Telehealth provider MDLIVE for Cigna serves 62 million people in 50 US states and 10 territories. It wanted to improve its forecasting to reduce patient wait times and balance workloads. The company worked to maintain high-quality services without overburdening staff during the COVID-19 pandemic. It started collaborating with AIDAN Health (AIDAN), a Microsoft partner, to develop machine learning models that could improve its operations.

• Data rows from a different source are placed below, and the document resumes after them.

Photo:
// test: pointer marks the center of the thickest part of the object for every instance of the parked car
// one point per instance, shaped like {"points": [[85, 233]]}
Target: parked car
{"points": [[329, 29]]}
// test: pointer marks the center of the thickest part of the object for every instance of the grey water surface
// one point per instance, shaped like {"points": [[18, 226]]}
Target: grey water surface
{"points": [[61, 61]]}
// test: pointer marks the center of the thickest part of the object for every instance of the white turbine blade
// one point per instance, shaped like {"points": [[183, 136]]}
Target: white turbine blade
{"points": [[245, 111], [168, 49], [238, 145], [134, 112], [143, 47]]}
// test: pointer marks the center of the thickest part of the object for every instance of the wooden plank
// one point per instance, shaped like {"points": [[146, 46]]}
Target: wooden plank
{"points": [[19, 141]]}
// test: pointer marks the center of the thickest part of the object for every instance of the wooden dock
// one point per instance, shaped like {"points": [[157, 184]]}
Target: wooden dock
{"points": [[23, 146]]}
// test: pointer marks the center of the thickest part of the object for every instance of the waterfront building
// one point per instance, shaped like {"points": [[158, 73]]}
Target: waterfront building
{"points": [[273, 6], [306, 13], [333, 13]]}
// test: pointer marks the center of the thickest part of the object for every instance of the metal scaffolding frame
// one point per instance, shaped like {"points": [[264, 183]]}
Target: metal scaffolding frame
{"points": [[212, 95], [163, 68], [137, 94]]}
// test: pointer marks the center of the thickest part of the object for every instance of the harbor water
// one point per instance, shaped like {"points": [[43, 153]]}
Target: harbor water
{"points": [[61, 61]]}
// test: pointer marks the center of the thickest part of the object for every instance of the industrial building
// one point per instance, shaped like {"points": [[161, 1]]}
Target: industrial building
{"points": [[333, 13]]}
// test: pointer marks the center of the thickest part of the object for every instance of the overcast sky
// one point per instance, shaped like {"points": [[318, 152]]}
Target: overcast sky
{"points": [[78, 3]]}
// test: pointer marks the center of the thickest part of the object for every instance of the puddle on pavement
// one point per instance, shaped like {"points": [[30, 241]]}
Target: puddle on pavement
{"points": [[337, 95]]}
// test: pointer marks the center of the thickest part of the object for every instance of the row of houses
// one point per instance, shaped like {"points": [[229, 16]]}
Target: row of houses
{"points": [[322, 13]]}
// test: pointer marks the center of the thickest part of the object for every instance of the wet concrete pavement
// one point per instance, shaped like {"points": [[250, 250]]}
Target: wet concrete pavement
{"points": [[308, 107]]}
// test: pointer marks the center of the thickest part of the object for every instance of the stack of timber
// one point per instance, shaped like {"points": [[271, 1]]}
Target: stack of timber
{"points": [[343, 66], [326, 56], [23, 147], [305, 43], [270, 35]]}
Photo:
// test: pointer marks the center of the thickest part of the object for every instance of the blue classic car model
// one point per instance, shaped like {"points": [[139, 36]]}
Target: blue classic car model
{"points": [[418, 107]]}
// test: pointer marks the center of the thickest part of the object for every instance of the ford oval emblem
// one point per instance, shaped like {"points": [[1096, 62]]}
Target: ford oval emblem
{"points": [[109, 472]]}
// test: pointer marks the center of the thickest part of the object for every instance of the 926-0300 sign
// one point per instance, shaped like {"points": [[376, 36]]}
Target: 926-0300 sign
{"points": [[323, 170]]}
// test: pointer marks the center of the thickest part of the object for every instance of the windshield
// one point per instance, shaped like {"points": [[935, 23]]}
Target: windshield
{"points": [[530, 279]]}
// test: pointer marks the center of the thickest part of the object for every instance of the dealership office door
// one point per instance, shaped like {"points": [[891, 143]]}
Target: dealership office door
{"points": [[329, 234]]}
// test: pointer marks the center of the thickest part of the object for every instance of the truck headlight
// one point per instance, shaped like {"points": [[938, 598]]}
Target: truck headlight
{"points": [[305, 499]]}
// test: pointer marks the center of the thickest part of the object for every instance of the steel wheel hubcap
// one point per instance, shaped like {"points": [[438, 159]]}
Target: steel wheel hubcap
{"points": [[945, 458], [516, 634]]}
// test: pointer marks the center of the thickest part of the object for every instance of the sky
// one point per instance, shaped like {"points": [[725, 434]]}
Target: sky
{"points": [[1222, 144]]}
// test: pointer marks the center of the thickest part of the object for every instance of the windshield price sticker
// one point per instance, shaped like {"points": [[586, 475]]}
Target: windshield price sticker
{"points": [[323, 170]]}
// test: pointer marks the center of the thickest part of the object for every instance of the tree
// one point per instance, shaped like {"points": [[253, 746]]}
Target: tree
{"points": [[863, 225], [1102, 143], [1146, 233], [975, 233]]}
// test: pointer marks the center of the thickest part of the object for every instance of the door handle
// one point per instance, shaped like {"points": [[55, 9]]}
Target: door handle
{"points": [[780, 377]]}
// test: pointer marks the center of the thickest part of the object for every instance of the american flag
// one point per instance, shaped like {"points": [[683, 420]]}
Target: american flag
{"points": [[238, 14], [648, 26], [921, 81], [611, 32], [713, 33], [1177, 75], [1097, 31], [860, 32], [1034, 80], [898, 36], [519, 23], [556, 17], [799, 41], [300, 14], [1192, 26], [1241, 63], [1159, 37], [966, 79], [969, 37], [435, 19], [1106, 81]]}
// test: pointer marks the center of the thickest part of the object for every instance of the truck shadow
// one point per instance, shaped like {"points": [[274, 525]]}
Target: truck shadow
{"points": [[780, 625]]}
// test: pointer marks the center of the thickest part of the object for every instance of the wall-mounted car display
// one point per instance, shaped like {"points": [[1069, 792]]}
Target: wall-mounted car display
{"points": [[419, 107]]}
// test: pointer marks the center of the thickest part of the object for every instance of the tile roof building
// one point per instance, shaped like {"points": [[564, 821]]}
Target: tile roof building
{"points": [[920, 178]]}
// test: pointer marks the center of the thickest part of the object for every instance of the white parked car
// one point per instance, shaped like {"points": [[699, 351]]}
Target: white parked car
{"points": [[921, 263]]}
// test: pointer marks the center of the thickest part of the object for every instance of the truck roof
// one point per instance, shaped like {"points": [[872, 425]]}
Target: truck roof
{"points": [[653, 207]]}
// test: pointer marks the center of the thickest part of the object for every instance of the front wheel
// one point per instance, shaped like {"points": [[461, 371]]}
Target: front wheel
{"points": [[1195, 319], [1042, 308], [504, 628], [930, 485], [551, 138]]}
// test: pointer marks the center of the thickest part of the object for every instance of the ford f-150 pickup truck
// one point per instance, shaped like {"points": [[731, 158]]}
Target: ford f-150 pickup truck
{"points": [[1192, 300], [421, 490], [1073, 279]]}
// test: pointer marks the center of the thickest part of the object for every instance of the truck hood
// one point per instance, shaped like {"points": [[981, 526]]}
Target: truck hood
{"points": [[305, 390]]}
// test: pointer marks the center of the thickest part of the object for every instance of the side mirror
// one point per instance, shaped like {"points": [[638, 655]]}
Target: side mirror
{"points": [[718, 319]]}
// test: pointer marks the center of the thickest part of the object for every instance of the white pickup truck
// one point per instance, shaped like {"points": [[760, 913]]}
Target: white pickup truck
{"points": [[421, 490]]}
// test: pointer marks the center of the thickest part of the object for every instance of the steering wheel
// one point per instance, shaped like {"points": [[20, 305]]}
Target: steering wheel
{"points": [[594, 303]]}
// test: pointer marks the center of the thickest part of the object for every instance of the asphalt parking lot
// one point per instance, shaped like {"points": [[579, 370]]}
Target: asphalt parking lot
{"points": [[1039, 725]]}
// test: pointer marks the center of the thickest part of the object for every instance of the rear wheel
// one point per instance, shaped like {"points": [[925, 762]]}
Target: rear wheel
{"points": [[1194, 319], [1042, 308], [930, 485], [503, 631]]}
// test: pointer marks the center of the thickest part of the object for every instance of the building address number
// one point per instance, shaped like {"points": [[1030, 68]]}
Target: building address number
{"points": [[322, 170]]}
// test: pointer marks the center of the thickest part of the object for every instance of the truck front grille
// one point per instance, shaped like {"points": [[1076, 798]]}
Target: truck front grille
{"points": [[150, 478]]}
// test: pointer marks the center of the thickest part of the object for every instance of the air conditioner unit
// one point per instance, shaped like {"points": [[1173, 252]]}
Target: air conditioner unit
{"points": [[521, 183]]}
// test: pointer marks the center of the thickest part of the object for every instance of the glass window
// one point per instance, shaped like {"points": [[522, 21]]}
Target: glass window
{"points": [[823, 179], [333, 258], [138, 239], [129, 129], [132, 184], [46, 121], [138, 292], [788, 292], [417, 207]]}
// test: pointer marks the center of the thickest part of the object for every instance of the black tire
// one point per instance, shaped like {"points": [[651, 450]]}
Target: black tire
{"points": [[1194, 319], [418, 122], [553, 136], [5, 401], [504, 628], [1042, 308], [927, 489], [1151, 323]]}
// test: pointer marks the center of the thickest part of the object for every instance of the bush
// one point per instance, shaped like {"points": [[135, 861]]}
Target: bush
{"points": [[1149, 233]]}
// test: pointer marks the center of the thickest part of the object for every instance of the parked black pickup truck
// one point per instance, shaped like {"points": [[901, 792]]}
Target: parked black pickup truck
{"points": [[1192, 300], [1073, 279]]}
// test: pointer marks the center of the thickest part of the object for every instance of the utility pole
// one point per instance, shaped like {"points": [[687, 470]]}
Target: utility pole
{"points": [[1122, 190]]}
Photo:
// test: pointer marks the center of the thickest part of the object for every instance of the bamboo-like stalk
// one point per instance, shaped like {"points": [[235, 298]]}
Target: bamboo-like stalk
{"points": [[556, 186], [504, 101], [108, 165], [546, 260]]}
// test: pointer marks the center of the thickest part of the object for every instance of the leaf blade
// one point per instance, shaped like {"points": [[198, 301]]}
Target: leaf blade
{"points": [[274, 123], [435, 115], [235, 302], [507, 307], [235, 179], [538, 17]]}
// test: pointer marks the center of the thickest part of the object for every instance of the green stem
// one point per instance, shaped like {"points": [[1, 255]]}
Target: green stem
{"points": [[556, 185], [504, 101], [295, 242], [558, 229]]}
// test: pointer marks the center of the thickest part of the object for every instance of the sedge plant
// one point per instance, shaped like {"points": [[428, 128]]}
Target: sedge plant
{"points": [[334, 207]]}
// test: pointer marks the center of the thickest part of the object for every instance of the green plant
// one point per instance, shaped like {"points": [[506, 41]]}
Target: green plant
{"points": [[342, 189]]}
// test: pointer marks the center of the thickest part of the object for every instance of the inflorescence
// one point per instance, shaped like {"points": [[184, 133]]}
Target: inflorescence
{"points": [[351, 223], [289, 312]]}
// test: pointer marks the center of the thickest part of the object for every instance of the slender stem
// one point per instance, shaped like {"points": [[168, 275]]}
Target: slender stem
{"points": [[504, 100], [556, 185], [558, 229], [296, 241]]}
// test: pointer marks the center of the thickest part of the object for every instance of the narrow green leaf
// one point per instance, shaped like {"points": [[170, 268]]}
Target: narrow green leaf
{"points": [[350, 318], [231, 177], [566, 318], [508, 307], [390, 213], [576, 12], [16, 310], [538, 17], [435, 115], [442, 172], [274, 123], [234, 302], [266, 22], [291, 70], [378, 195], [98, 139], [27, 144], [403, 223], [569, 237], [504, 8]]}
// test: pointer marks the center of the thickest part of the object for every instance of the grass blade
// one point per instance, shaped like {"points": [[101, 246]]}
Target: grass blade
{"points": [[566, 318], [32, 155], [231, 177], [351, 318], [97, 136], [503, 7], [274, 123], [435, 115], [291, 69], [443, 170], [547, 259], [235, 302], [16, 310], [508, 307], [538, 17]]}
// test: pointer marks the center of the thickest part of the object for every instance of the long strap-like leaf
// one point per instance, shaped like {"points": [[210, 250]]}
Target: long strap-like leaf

AIDAN used a many models forecasting architecture on Azure Machine Learning to meet MDLIVE for Cigna’s needs. The company also used Azure DevOps to automate and iterate rapidly, enhancing teamwork. “The collaboration with AIDAN has been very good,” says George Regnery, Chief of Staff for MDLIVE. “We’ve gone back and forth with them to continually improve the model, and it keeps getting better.”

With its new, fine-tuned models, MDLIVE for Cigna greatly improved its load balancing. It has reduced patient wait times by more than 50 percent even as usage has grown each year. Now the company is better equipped to attract and retain qualified medical professionals.



Forecasting through COVID-19 pandemic difficulties 

MDLIVE is a provider-led telehealth service founded in 2009. After the COVID-19 pandemic upended the operations of many healthcare organizations, Cigna acquired MDLIVE as part of its pivot to telemedicine in 2021. “All the familiar patterns broke down in March of 2020, when visits skyrocketed,” says Regnery. “We were faced with the conundrum of forecasting in the wake of the COVID-19 pandemic.” 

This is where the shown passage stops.